Design: Filter Vulnerability Report by Detected Date
Problem
Large or long-running projects can accrue a high number of vulnerability records over time. The Vulnerability Reports will look at all records when they load as their current scope is all vulnerability records. Loading the entire history of vulnerability records dramatically reduces performance and at times causes the report to encounter a loading error. This is even more problematic on the Group and Security Center reports as these load full history across multiple projects.
Proposal (updated)
Allow users to filter the Vulnerability Report by detected date range {last 30 days, last 60 days, etc}.
It is an open question what—if any—performance gain might be realized by choosing a limited default range (e.g. 30 days). We should first look to verify any likely change to page performance. Depending on the outcome, we may pursue one of two paths:
- Always default date selection of "All" (same as current behavior)
- Default to 30 days and remember each user's date range selection for each vulnerability report
With the first case, when users select another date range, the selection is reflected on the querystring like the other filters. Navigating to a vulnerability record and back using the browser controls will persist the filter selection. Filtered views are also directly shareable by copy the URL. However, visiting a vulnerability report by using the Security & Compliance menu entry will always default to date range to "All". This is the easiest to implement as we aren't persisting the user's selection locally. If we find little to no performance improvement, this is the simplest and preferred path forward.

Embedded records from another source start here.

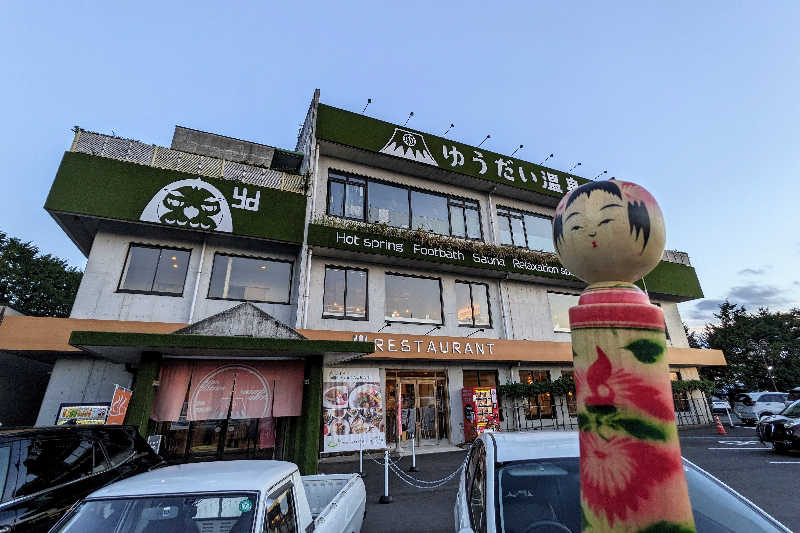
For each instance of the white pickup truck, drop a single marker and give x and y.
(222, 497)
(530, 483)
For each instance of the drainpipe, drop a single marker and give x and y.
(197, 280)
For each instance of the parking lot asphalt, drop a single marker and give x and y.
(737, 459)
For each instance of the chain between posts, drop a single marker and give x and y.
(410, 480)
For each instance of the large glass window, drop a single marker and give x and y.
(472, 304)
(559, 309)
(346, 196)
(429, 212)
(345, 294)
(155, 270)
(525, 230)
(412, 299)
(402, 207)
(388, 205)
(250, 278)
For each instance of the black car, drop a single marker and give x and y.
(45, 470)
(783, 429)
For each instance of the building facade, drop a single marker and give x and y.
(371, 274)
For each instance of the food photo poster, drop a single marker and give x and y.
(352, 410)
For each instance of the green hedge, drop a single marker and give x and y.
(109, 188)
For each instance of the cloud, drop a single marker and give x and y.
(754, 271)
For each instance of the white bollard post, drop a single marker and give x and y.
(413, 456)
(385, 498)
(361, 458)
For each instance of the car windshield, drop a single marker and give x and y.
(792, 410)
(220, 513)
(543, 497)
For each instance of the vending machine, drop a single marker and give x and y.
(480, 411)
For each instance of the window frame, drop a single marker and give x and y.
(441, 300)
(511, 212)
(160, 248)
(366, 291)
(245, 256)
(343, 177)
(551, 309)
(472, 305)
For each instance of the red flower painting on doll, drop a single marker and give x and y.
(608, 386)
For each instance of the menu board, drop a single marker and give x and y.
(352, 410)
(82, 413)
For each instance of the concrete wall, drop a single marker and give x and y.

If there is a significant performance gain, then it makes sense to chose a default of shorter duration (e.g. 30 days). Having a short timeframe view is not only a change to what users are accustomed to but may also be too restrictive for how they prefer to work. This means an extra click every vulnerability report view and can lead to frustration. To help alleviate this, we should investigate persisting this filter's selection locally for the user, per vulnerability report. The second case will be more complex and may not be pursued unless the results of the performance investigation are significant.
Original Proposal (click to expand)
The new default will be last 30 days.There is a slight risk that this more limited default view will cause confusion and be a slight inconvenience for users/teams used to seeing the full history. To account for this, the new detected date range filter should remember the last value selected per vulnerability report, per user. It is acceptable to use client-side storage such that a user's selections won't persist if they change browsers/computers.